In an effort to preempt potential problems on the day of embryo transfer clinicians should take into account risk factors for a difficult procedure such as cervical stenosis following cervical surgery, acute anteversion/retroversion or to acute anteflexion/retroflexion of the uterus. Clinicians should be aware of several techniques which may be employed when difficulty is encountered.

Performing embryo transfers under transabdominal ultrasound guidance has many advantages and has been shown to increase ongoing clinical pregnancy rates (36). Many ET catheters have echogenic tips facilitating direct visualization with ultrasound at the cervico-uterine angle which can facilitate insertion of the catheter. Ultrasound guidance will assist in the identification of cases where the catheter tip curls backward, when difficulty is encountered passing through the cervical os and will prevent the inadvertent injection of the embryo into the cervical canal.

Reproductive medicine specialists commonly see patients with secondary infertility with a history of having had one or more previous lower uterine segment cesarean sections and with ultrasound confirmation of an isthmocele/niche. The presence of an isthmocele/niche may render the embryo transfer procedure technically more difficult. Clinicians first need to be aware of its presence and perform the transfer under ultrasound guidance to ensure the catheter bypasses the isthmocele and enters the uterine cavity.
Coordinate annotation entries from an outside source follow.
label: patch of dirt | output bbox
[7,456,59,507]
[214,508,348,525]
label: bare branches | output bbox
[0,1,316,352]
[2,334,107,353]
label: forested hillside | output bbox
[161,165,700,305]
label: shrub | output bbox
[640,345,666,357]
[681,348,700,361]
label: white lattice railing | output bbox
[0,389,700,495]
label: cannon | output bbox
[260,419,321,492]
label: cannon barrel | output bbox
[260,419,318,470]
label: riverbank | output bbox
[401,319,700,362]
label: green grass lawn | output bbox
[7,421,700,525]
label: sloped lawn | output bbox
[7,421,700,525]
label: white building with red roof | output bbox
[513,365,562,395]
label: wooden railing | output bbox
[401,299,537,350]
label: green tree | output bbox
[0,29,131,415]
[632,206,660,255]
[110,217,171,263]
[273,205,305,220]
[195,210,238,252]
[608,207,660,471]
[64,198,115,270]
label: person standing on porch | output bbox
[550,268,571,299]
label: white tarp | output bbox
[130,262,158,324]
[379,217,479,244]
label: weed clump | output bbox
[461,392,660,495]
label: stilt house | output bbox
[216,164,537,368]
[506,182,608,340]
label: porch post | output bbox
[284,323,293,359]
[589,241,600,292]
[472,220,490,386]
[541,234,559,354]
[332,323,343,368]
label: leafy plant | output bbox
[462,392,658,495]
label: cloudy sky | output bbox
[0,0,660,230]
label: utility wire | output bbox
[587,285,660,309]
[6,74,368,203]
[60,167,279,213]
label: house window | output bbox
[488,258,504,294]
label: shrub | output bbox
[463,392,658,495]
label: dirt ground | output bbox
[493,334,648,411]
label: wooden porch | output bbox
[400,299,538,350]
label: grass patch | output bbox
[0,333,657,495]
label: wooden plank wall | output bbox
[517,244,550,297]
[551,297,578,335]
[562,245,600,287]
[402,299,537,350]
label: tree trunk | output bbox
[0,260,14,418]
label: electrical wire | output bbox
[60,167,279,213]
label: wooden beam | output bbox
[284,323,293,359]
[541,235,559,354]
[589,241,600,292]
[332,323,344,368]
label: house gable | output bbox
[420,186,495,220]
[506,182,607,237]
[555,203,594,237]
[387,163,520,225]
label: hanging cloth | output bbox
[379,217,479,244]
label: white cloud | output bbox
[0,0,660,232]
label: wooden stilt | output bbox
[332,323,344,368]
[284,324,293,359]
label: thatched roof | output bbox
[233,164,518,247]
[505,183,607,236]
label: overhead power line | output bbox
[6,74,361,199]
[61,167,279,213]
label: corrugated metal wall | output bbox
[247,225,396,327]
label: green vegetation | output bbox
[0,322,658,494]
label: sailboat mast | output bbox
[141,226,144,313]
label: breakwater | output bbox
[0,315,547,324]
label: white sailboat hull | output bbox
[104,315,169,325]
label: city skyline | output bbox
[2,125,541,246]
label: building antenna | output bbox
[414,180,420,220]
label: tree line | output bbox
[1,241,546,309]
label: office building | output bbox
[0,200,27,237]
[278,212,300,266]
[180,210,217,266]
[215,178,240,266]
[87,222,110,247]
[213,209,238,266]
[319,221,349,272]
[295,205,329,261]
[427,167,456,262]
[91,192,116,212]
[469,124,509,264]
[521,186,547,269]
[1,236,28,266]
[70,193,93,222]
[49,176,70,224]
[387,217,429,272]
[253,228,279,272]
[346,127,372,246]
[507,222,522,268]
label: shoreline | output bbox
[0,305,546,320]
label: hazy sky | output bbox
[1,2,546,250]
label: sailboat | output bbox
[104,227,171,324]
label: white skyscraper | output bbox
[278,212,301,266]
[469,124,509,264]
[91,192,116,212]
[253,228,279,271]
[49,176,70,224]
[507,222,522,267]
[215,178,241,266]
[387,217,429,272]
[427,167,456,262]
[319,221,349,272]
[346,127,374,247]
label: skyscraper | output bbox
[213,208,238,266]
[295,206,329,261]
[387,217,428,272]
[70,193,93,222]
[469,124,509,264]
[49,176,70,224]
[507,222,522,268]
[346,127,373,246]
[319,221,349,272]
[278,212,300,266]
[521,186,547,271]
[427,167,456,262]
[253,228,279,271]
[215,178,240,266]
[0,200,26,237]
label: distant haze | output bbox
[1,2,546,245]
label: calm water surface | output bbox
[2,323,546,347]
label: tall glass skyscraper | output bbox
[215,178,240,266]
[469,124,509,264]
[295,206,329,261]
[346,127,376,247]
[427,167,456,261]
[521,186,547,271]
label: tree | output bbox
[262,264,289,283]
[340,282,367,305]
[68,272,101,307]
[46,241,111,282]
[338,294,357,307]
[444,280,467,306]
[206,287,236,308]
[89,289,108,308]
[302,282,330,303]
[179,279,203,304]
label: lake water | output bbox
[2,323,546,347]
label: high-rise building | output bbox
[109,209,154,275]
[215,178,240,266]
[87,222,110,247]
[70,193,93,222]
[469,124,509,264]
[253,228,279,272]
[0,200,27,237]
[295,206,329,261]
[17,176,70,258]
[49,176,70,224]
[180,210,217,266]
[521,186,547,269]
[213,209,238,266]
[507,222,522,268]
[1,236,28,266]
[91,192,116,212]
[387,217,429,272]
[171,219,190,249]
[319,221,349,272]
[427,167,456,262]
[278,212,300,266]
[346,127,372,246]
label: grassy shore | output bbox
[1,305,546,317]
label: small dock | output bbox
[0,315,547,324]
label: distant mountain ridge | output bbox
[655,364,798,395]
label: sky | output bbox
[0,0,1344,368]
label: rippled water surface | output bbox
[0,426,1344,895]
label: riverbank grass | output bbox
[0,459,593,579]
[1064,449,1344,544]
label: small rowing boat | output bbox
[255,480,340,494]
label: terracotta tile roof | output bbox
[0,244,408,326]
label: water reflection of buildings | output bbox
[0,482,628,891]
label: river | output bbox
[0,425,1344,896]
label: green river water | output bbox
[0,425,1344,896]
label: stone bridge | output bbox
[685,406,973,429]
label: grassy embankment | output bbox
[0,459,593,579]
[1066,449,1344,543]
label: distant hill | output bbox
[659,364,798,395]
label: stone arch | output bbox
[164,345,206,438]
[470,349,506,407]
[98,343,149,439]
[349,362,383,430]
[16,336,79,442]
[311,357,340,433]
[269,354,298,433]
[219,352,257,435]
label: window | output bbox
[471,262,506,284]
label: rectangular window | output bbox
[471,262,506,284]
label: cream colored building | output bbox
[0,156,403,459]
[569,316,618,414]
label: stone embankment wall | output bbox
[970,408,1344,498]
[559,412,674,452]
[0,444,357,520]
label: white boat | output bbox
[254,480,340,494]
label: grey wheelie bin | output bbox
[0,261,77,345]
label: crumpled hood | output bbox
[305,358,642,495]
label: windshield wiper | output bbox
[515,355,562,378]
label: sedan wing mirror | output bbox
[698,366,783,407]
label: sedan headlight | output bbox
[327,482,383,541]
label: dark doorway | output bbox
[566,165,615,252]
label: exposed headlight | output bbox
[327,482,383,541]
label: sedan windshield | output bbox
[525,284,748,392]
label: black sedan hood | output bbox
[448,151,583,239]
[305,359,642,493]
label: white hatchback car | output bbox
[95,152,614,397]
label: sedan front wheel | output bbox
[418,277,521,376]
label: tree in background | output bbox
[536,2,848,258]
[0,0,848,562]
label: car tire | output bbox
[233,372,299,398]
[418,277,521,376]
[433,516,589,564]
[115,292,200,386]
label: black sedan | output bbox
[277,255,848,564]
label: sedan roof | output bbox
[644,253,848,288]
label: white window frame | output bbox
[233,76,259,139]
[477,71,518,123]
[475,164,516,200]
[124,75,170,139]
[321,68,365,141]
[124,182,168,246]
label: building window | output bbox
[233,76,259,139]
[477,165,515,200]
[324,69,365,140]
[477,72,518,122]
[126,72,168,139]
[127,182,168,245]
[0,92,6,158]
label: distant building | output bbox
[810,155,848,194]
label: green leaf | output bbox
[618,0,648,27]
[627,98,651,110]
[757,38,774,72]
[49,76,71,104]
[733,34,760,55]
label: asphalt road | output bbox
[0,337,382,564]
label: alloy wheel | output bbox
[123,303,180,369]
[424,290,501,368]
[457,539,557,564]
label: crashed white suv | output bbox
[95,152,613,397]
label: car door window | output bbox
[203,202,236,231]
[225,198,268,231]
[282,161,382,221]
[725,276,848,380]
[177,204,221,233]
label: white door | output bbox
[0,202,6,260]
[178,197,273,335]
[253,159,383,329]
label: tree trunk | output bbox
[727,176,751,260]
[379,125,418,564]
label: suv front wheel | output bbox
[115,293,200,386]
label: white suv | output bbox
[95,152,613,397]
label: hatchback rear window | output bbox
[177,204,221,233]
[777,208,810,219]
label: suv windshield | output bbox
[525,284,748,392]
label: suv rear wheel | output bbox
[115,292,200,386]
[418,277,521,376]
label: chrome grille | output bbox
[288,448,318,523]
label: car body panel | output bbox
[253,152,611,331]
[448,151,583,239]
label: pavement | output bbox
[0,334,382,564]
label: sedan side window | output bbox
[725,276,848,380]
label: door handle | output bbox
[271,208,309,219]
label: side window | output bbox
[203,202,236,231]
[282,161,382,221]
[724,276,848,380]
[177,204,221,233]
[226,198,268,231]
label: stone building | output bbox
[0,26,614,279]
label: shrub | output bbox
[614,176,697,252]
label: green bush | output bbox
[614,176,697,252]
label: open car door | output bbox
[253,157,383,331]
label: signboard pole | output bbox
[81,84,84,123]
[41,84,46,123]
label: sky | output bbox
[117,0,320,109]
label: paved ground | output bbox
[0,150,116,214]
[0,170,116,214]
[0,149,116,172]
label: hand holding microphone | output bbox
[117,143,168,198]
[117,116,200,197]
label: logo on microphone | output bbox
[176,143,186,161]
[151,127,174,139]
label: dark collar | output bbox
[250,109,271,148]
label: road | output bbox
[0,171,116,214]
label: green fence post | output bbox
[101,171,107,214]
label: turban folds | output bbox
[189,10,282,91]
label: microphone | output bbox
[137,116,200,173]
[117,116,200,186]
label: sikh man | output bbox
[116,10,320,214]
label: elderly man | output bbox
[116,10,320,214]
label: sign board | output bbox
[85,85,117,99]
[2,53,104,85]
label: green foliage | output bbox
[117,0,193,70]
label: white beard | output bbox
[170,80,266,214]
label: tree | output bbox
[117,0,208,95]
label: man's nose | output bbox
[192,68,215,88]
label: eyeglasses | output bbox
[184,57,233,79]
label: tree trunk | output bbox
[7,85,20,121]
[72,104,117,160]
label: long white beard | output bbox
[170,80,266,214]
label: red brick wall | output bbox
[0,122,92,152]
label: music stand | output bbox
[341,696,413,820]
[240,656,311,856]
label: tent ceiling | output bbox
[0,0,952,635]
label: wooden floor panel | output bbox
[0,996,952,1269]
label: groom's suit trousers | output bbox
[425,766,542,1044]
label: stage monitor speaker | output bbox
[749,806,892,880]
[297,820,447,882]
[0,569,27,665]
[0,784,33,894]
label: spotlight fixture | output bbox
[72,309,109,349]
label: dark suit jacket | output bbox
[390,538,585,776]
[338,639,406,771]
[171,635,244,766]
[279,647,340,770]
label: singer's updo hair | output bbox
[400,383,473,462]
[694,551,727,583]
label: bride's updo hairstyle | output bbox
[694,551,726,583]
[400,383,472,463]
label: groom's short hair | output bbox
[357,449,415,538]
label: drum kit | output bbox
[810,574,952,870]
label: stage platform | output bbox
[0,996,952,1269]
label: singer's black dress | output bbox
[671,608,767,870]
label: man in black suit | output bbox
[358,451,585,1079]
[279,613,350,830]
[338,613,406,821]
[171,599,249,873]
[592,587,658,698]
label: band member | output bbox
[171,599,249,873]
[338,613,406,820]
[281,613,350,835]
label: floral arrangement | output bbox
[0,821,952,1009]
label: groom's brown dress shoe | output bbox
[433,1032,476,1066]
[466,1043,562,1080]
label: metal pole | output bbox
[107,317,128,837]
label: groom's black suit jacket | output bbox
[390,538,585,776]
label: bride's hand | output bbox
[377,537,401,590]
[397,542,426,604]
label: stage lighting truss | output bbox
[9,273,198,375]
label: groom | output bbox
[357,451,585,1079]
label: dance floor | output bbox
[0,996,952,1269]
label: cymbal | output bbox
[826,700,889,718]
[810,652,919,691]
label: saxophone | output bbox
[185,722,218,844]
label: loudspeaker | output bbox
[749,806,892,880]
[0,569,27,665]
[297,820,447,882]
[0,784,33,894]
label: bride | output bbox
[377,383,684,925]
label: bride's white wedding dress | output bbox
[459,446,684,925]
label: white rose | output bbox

Transabdominal ultrasound guidance will require a second operator and the need to bladder fill. Bladder filling is a simple measure which in itself may be advantageous for those women with acute anteversion or anteflexion of the uterus but will not be helpful in cases of acute retroversion or retroflexion where an empty bladder is preferable (34).

The application of a tenaculum to the anterior lip of the cervix and applying traction gently downward may help to straighten an acutely flexed uterus but may compromise pregnancy rates by inducing uterine contractions (37).

If difficulty is encountered negotiating the internal cervical os a rigid embryo transfer catheter as opposed to a soft catheter may be more beneficial and may assist in avoiding the need to apply a tenaculum to the cervix (38). If the transfer procedure still proves difficult despite employing the above described measures it is best to abandon the procedure, (re)freeze the embryo and formulate a management plan. Alternative methods to transcervical embryo transfer include transmyometrial and tubal transfer but should be reserved for cases which are extremely difficult or impossible (39–41).